Todos, razonan, «son ejemplos cotidianos de a lo que se enfrentan las personas que pertenecen a minorías raciales o étnicas en España, que se agravan cuando interseccionan con otros factores como el género, y que impiden el ejercicio de la ciudadanía en condiciones de igualdad». Para ilustrarlo, desde la asociación envían el testimonio de Jennifer Muñoz, una joven gitana de 21 años: «He entrado en tiendas y me he tenido que salir porque te hacen sentir una persona menor, te tratan con desprecio», comenta.
«Ahora sale el antirracismo y todos somos antirracistas. Pero, en realidad, no. Aquí se ve.
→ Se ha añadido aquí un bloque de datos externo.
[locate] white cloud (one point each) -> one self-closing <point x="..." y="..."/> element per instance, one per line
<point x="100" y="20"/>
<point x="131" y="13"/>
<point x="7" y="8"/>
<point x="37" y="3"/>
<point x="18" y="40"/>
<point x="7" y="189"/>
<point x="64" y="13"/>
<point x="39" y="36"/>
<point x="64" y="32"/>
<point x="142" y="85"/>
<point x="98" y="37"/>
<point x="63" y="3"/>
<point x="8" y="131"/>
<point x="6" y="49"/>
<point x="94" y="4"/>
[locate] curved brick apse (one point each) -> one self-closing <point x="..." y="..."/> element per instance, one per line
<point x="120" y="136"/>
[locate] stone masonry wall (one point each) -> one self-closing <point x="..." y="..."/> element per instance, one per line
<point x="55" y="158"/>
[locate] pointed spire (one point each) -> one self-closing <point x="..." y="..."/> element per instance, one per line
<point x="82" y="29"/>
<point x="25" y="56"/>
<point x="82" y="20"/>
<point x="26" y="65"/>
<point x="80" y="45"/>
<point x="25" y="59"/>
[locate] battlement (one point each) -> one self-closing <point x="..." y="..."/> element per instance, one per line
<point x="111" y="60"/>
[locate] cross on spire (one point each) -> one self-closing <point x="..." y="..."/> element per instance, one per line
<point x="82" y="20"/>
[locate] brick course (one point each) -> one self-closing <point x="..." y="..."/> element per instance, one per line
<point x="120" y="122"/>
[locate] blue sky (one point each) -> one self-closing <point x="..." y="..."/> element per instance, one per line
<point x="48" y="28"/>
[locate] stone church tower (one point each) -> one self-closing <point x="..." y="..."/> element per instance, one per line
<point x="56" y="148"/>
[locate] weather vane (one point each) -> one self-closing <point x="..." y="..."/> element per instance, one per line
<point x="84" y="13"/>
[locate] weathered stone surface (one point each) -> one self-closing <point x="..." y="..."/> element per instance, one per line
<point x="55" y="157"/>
Hay muchos más casos con gitanos, y no paran. Los españoles y no españoles tienen que ser educados, al igual que a los gitanos nos educan para respetar a un payo que los eduquen a ellos para respetar a un gitano», reclama la residente del barrio de El Pozo del Tío Raimundo, situado en Vallecas, al sur de Madrid.
El colectivo sumó 334 denuncias por discriminación y antigitanismo en toda España durante 2018, un 30% más que en 2017. Cifras que se agregan a las 11.384 expulsiones de extranjeros en 2018 (un 22% más que el año anterior, según un informe del Defensor del Menor) o a las «devoluciones en caliente» de la frontera sur. Por no hablar de los mensajes de odio difundidos en redes sociales por parlamentarios españoles. Y que reflejan, quizás más que las estatuas o las películas, el racismo del día a día. El que no apunta desde un pedestal sino desde el asiento de enfrente.